= Space Act Agreement =

Type of legal agreement with NASA

Space Act Agreements (abbreviated SAA) are a type of legal agreement specified in the National Aeronautics and Space Act of 1958 (and subsequent congressional authorizations) that uniquely empowers the National Aeronautics and Space Administration (NASA) to work with any entity that enables fulfillment of the Administration's mandate. As recently as the 2010 authorization of:

Contracts, Leases, and Agreements.--In the performance of its functions, the Administration is authorized, without regard to subsections (a) and (b) of section 3324 of title 31, to enter into and perform such contracts, leases, cooperative agreements, or other transactions as may be necessary in the conduct of its work and on such terms as it may deem appropriate, with any agency or instrumentality of the United States, or with any State, territory, or possession, or with any political subdivision thereof, or with any person, firm, association, corporation, or educational institution.

The Agency enters into SAAs with various partners to advance NASA mission and program objectives, including international cooperative space activities.

== Definitions for Agreement Types ==

- Reimbursable Agreements - Agreements where NASA's costs associated to the activity are reimbursed by the Agreement Partner (in full or in part). NASA undertakes Reimbursable Agreements when it has unique goods, services, and facilities that are not currently being fully utilized to accomplish mission needs. These may be made available to others on a noninterference basis and consistent with the Agency's missions and policies.
- Nonreimbursable Agreements - Agreements that involve NASA and one or more Agreement Partners in a mutually beneficial activity that furthers the Agency's Missions. Unlike Reimbursable Agreements, each partner bears the cost of its participation and no funds are exchanged between the parties.
- Funded Agreements - Agreements where appropriated funds are transferred to a domestic Agreement Partner to accomplish an Agency mission. Funded Agreements may be used only when the Agency's objective cannot be accomplished through the use of a procurement contract, grant, or cooperative agreement.
- International Agreements - Reimbursable or Nonreimbursable Agreements where the Agreement Partner is a foreign entity. The foreign partner may be a legal entity not established under a state or Federal law of the United States and may include a commercial or noncommercial entity or person or governmental entity of a foreign sovereign

== Examples of Space Act Agreements ==

=== Commercial Space Transportation Capabilities ===

Agreements of this type have been reached under the Commercial Orbital Transportation Services (COTS) and Commercial Crew Development (CCDev). They are not subject to normal Federal Acquisition Regulations.

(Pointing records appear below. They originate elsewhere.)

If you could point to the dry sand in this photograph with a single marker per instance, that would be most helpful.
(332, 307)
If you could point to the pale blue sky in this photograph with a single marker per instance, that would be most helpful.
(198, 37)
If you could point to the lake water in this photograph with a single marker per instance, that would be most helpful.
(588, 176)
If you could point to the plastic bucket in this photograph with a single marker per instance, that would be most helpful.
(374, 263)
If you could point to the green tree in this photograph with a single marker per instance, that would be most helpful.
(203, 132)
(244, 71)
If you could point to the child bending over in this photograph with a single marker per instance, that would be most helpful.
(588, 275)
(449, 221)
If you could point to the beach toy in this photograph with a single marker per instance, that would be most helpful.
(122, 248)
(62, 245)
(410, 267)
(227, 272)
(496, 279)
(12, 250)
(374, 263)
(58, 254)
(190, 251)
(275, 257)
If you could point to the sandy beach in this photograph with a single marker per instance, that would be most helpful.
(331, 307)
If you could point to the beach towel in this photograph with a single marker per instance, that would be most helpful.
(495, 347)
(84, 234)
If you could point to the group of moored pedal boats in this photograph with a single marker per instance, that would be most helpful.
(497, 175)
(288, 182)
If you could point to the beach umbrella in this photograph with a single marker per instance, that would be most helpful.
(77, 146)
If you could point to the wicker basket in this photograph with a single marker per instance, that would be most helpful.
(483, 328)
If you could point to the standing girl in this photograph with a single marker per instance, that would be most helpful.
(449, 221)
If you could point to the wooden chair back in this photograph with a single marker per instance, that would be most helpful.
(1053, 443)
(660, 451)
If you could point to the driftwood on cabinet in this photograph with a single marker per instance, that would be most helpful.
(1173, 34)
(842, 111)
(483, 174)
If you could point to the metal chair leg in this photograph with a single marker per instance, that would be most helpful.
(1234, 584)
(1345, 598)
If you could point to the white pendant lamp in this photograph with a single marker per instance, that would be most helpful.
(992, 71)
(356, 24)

Besides these two initiatives NASA has concluded five other agreements in the Commercial Space Transportation Capabilities (CSTC).

Five agreements were signed between January 2007 and June 2007:
- Planetspace for their Silver Dart lifting body launched by Canadian Arrow rocket
- tSpace for their Crew Transfer Vehicle (CXV) capsule launched from the now defunct AirLaunch LLC system
- Spacehab for their ARCTUS cargo delivery vehicle for the ISS that is based on existing US hardware
- SpaceDev for their Dream Chaser lifting body spaceplane
- Constellation Services International for their cargo delivery vehicle for the ISS that is based on existing Russian hardware

All three of the Space Act Agreement initiatives, COTS, CSTC and CCDev are for development, engineering and testing of design concepts, but CSTC is different from the other two initiatives in no providing any funding. CSTC agreements are only instruments committing NASA to increase cooperation and to support the private sector companies with information and other facilities, but this commitment is without financial implications and both sides (NASA and the private companies) should ensure by themselves the required funds for their respective parts of the activities.

==== Results ====
Four of the cooperation agreements signed are for a period of maximum 3 years which have lapsed in 2010. In the fifth one, that of SpaceDev, the period is censored.

So far NASA has published a list of accomplished progress milestones only for SpaceDev, and the same Dream Chaser spacecraft is also one of the winners (albeit with different milestones) of CCDev rounds 1 and 2.